VMA students win script writing competition
Two Visual and Media Arts students recently won the Ivy Film Festival’s undergraduate shorts writing competition, marking wins for the department’s students for the second year in a row.
Armando Vazquez ’14 and Jesse Sheehan ’14 won the festival’s inaugural television pilot writing competition and were honored at a ceremony April 14 at Brown University in Providence. Vazquez was among the students who won an award last year.
Vazquez won this year for Limbo Lane, a contemporary adaptation of the O. Henry short story Dream. In Vazquez’s short film script, an inmate on death row meets with his old friend, a minister.

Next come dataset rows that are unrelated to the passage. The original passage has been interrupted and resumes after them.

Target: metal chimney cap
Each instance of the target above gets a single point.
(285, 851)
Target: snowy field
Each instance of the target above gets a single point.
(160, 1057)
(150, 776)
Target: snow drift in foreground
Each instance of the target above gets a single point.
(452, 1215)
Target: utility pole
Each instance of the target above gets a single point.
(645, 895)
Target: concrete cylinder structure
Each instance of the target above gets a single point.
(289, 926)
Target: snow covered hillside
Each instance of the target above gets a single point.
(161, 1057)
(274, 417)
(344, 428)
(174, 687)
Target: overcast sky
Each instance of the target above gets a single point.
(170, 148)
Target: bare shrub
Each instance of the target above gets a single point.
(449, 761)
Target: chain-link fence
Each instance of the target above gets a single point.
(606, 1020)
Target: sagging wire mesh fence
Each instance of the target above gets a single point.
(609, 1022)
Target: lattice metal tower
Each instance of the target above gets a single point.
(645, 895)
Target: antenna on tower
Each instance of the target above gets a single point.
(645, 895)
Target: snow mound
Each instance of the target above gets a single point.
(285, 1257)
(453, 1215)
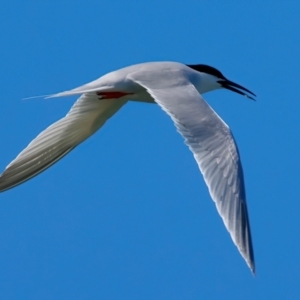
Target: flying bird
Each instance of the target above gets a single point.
(177, 88)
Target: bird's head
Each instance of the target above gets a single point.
(212, 79)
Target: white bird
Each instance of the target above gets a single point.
(177, 89)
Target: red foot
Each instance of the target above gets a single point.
(112, 95)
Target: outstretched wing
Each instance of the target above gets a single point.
(86, 116)
(213, 146)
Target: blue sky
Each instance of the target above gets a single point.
(127, 215)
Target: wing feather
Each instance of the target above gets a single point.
(86, 116)
(213, 146)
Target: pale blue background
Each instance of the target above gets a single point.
(127, 215)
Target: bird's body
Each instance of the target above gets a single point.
(177, 89)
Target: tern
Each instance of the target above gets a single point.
(177, 88)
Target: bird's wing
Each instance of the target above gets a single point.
(213, 146)
(86, 116)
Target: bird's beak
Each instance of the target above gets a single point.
(229, 85)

The two spend the last minutes of the inmate’s life discussing morality, ethics, and the role religion played in their lives.
Vazquez said his parents became very emotional upon hearing he won the Ivy Film Festival award, saying his mother shouted in excitement and his father shed tears.
“Our family has been struggling with several things for the past three years,” Vazquez said, “and I think any good news that I bring back makes him very happy. The fact that I’m succeeding at something he knows I love and that he loves himself… just turns him into a big, mushy faucet.”
Sheehan won for Alt, an animated half-hour comedy in which a scientist travels to an alternate universe, and inadvertently acquires his dream job as a field agent for a secret government organization.
“I loved the idea of parallel universes so I wanted to incorporate that into the plot somehow,” said Sheehan, who compared his pilot to a comedy version of the Fox science fiction show Fringe.
“My parents have always been very supportive of me,” Sheehan said, “but I think this is the first time they realized the quality of my writing has improved from silly videos I made in high school to something that’s actually award-winning.”
Emerson also had three students named finalists in the Ivy Film Festival writing competition: Sophia Youssef ’14, Miller Pipkin ’14 and Jacqeline Sosa ’14 in the categories of undergraduate shorts, graduate shorts, and TV pilot, respectively. Several students also were named finalists in the Acclaim TV writing competition. The students in these competitions wrote their scripts in Associate Professor James Macak’s courses: Writing the Television Pilot and Writing the Short Subject.